Enfin, François De Smet, l’unique député DéFI, épingle un autre dispositif à l’intersection des affaires et sociales et de l’égalité entre les femmes et les hommes: le volontarisme affiché pour assurer un meilleur paiement des créances alimentaires. «Ils veulent restructurer et refinancer le Service des créances alimentaires (Secal), l’organisme fédéral qui se charge de récupérer les pensions impayées ou de les avancer. Cela concerne énormément de familles monoparentales, donc, en réalité, de femmes. L’Arizona souhaite renforcer le pouvoir contraignant du Secal, notamment en le laissant prélever les pensions à la source. Si ça se fait, c’est un énorme progrès», avoue le Bruxellois.

La majorité est déçue

Les difficiles négociations, on l’a dit et écrit partout, laisseront des traces chez les présidents qui s’y sont usé les cordes vocales autant que les méninges. Et certains compromis passent moins que d’autres dans la base parlementaire des partis vainqueurs des élections du 9 juin dernier, quand bien même le nouveau gouvernement, et l’accord qui l’a institué, y ont été accueillis avec un énorme enthousiasme.

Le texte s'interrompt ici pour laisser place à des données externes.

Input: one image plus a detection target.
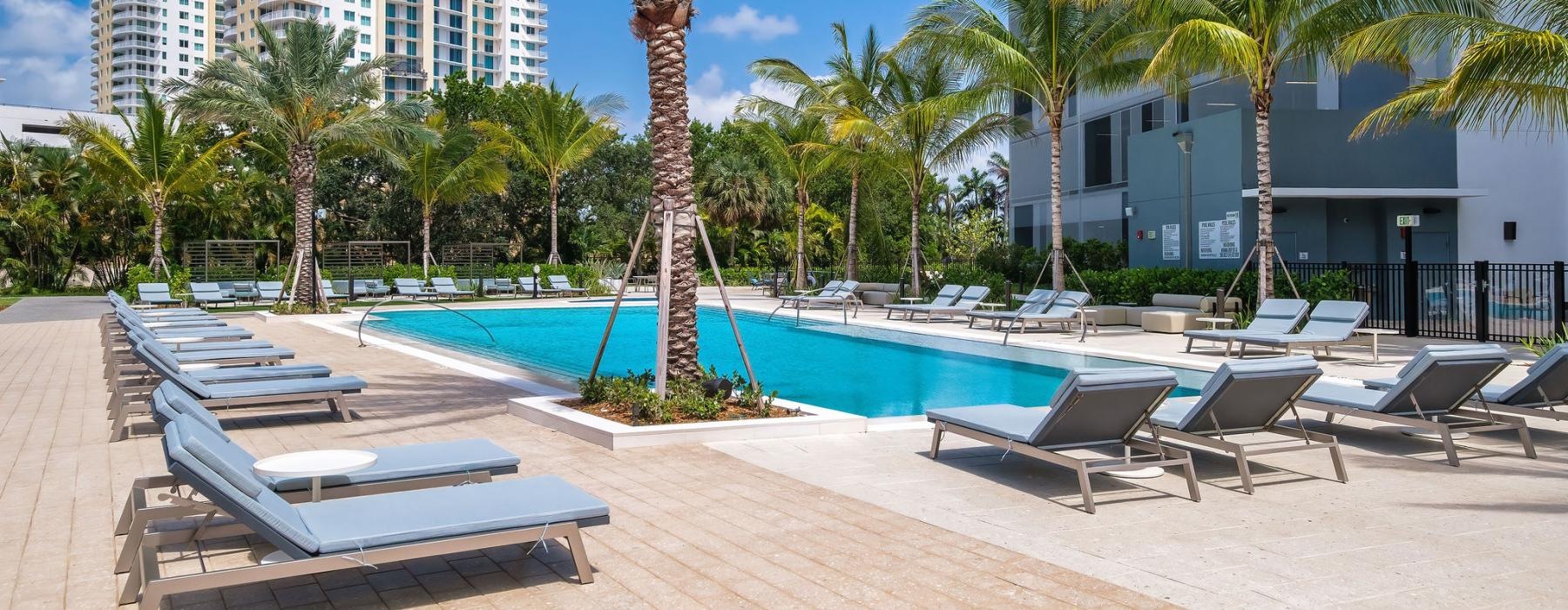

La cheffe de groupe des Engagés à la Chambre, Aurore Tourneur, regrette le passage de la déduction sur les dons aux associations de 45 à 30%. «L’associatif, c’est véritablement un secteur auquel nous sommes très attachés», glisse-t-elle. Elle n’incrimine pas pour autant son nouveau ministre des Affaires étrangères et ancien négociateur en chef Maxime Prévot, qui s’est, dit-elle, montré combatif. «D’aucuns voulaient la suppression totale, nous nous sommes battus pour maintenir la déduction, en devant accepter une baisse. C’est l’art du compromis quand on est obligé de faire des économies», soupire-t-elle.

Le chef de groupe MR à la Chambre Benoît Piedboeuf, lui, déplore la réduction de 25% du budget de l’aide au développement. Le Gaumais, bourgmestre de Tintigny, anime depuis longtemps le jumelage de sa commune avec deux entités béninoises, «Djidja depuis 18 ans et Ouinhi depuis 2 ans», et il peut témoigner de l’utilité des fonds de la coopération. «Le travail de terrain mené par les communes et beaucoup d’ONG est un vrai travail de fond et de qualité à l’échelon le plus proche des réalités des populations», rappelle-t-il, un peu tristement.